What I took away most from Christine Fena's piece on Cowell was how shocking it must have been for audiences to see the piano opened up and played on the strings or the wood. Some of these techniques have become almost cliché in contemporary music, but the horror and disgust of seeing that legendary instrument "boxed" by Cowell must have been incredibly uncomfortable.

George Antheil's Ballet mécanique features some of the most purely mechanical piano writing I know of. Antheil embraced the futurism movement of the early twentieth century, in which artists celebrated machines and things in motion. Sure enough, the video for this piece includes many spinning objects, a woman on a swing, and industrial images. The ensemble, with its repeated patterns and nonstop motion, becomes a sort of machine, but it's a very festive machine, with the occasional siren like a fanfare.

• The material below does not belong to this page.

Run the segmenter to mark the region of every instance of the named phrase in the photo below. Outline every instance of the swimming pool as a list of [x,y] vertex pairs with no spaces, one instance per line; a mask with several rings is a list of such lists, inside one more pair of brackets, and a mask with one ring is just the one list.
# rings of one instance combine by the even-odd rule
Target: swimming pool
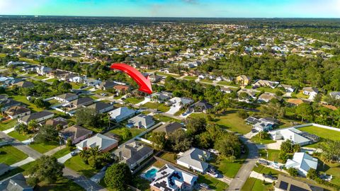
[[147,170],[144,174],[144,175],[145,176],[145,178],[147,178],[148,179],[152,179],[153,178],[154,178],[156,176],[156,173],[157,173],[157,171],[158,171],[157,169],[152,168],[152,169]]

Everything moves in Ballet mécanique.
I started playing Varèse's Ionisation and thought "The sirens are back!" Though this is still futurist music, it has a more sophisticated texture than Ballet mécanique. The percussion writing is quite spectacular; this was a turning point in percussion history for sure. At times the writing borders on controlled chaos, but other times it simply explores complex divisions of the beat.

I was not familiar with Ruth Crawford Seeger at all before this, but I'm glad I am now. Her piece Piano Study in Mixed Accents sounds like it was written yesterday, but now I understand that in her time she laid the groundwork for future composers like Carlos Sanchez-Gutierrez and others who concern themselves with constant motion and offbeat accents. I will have to investigate more of her piano music.